I’d recently purchased the Cleartone phone from eBay purely as a prop for a 1980s-themed birthday party but after the party I started thinking about getting it to actually do something.
The phone dates from around 1989 according to this info I found. There’s also a comprehensive teardown here.
The design of the (E)TACS system was similar to most other analogue mobile networks at the time: signalling between handset/network was achieved by tones/FSK and fwd/reverse voice channels used basic FM (remember the various scandals that came from “journalists” listening in to private calls?).
The Tx/Rx frequencies used between handset and BTS in (E)TACS were around 900MHz and those frequencies are now used for GSM/3G/LTE, so actually transmitting in the open air is illegal in the UK. All my tests were done either with a direct cable connection or in a screened room.

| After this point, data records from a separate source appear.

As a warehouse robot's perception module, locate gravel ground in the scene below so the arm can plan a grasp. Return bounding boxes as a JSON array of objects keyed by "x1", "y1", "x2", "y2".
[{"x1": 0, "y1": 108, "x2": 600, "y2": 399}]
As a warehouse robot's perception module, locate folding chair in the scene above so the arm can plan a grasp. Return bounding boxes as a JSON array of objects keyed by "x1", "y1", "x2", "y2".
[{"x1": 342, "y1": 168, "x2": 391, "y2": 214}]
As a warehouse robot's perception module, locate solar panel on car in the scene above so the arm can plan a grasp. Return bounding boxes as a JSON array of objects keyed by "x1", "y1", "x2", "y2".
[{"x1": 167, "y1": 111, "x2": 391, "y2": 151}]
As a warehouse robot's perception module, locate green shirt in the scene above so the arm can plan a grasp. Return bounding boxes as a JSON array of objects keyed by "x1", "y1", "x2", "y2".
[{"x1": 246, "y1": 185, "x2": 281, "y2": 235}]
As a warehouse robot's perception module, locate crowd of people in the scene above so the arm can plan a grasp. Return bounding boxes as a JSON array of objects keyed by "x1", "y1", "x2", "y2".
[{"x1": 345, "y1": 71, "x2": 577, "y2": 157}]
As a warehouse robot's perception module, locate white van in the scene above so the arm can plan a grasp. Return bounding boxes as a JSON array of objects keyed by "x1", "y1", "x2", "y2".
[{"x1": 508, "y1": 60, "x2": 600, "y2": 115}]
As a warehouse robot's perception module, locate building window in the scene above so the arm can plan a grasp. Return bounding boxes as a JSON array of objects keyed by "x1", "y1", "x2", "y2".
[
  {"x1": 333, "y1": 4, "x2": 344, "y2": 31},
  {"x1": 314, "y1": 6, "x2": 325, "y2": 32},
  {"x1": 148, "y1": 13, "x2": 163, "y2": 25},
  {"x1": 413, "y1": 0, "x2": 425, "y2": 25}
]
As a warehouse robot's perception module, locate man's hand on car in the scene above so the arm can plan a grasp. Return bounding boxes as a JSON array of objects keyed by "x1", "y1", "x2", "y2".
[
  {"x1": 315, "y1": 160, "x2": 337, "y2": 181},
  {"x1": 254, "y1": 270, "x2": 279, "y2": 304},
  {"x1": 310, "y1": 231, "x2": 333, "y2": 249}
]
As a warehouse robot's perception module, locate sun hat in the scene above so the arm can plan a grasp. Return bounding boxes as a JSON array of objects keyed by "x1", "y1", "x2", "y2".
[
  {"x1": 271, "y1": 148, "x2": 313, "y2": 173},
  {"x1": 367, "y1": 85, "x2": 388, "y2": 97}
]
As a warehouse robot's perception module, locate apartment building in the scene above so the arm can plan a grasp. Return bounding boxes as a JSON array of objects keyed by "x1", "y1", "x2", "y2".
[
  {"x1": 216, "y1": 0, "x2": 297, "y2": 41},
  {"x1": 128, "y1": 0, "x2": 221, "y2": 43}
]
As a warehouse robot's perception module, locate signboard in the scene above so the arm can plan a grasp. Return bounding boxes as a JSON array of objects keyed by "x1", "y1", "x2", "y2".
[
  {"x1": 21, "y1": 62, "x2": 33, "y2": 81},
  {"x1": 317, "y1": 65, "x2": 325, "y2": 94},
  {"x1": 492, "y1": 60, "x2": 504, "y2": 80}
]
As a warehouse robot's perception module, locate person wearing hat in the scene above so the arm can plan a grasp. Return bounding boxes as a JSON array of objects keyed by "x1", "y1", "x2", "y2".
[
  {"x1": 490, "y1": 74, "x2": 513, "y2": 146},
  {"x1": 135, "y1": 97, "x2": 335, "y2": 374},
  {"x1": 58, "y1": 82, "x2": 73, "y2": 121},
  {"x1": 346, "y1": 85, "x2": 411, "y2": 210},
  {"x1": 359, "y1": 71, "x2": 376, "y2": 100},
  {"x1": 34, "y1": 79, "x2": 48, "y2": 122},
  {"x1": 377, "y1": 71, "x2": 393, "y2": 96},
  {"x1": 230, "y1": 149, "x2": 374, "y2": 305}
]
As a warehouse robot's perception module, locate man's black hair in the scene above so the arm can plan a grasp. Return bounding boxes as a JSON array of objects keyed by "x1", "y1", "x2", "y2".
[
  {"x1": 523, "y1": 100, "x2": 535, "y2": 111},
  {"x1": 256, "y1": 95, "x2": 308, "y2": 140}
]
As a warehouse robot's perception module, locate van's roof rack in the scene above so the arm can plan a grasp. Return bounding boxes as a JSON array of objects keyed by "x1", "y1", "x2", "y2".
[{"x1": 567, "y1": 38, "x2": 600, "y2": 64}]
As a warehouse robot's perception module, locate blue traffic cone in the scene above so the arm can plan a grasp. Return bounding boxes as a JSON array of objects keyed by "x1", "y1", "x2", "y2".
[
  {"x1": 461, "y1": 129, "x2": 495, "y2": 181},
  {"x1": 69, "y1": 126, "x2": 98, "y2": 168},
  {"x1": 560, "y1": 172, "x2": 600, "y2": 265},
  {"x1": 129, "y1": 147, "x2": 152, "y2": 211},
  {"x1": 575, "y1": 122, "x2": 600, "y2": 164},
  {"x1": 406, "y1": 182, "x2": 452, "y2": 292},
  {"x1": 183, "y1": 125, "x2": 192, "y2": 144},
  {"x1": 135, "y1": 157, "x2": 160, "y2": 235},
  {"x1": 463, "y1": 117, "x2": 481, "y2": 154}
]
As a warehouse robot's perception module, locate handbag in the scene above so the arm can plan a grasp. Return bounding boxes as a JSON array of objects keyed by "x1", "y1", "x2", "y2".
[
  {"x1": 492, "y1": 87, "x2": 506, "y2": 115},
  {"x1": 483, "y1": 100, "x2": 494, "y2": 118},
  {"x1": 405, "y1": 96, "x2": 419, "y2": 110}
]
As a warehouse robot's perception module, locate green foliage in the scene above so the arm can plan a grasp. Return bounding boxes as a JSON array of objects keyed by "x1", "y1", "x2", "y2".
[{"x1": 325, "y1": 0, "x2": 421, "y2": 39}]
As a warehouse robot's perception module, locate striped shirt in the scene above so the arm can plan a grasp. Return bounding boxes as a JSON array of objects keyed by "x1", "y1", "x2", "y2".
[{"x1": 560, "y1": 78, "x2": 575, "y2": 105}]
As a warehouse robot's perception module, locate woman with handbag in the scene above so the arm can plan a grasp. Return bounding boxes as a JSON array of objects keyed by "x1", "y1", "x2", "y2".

Both old Ni-Cd batteries supplied with my phone were beyond dead – both had oozed & leaked and very badly corroded their terminals.
After hooking up a 7.5V PSU directly to the phone’s battery terminals it sprang to life and revealed its PSTN number as
"0836 257712". From the data on the osmocom analog pages it looks like this was a Vodafone UK TACS phone and so we now know the initial paging ID to feed into the software. I downloaded and compiled the software from https://gitea.osmocom.org/cellular-infrastructure/osmocom-analog/ and we’re off… luckily it comes with a “
--limesdr” option that sets things up for the SDR I was using. I simply ran the command:
tacs -k 0023 -O --limesdr 0836257712
I think the phone’s electronics are on their way out – 50% of the time on powering on the phone I see a “
ERROR PLL” message on the screen 😦
Despite this I’ve managed to successfully “call” the handset via the SDR a few times.
I thought about the possibility of integrating the analog handset into my PBX but… ( – later – ) … it looks like the handset has now permanently died – it shows “
ERROR NAM” every time it’s powered on 😦 And there’s a really odd smell (“hot electronics” mixed with fishy smoke! Yeuuck 😀 )
So for now the handset’s relegated to the status of ornament on my 1990s stereo system 😐
The phone’s charging station had the spare battery left in it where it had leaked and corroded the contacts and PCB. The build date (89-07 i.e. July 1989) sticker is visible on the heatsink.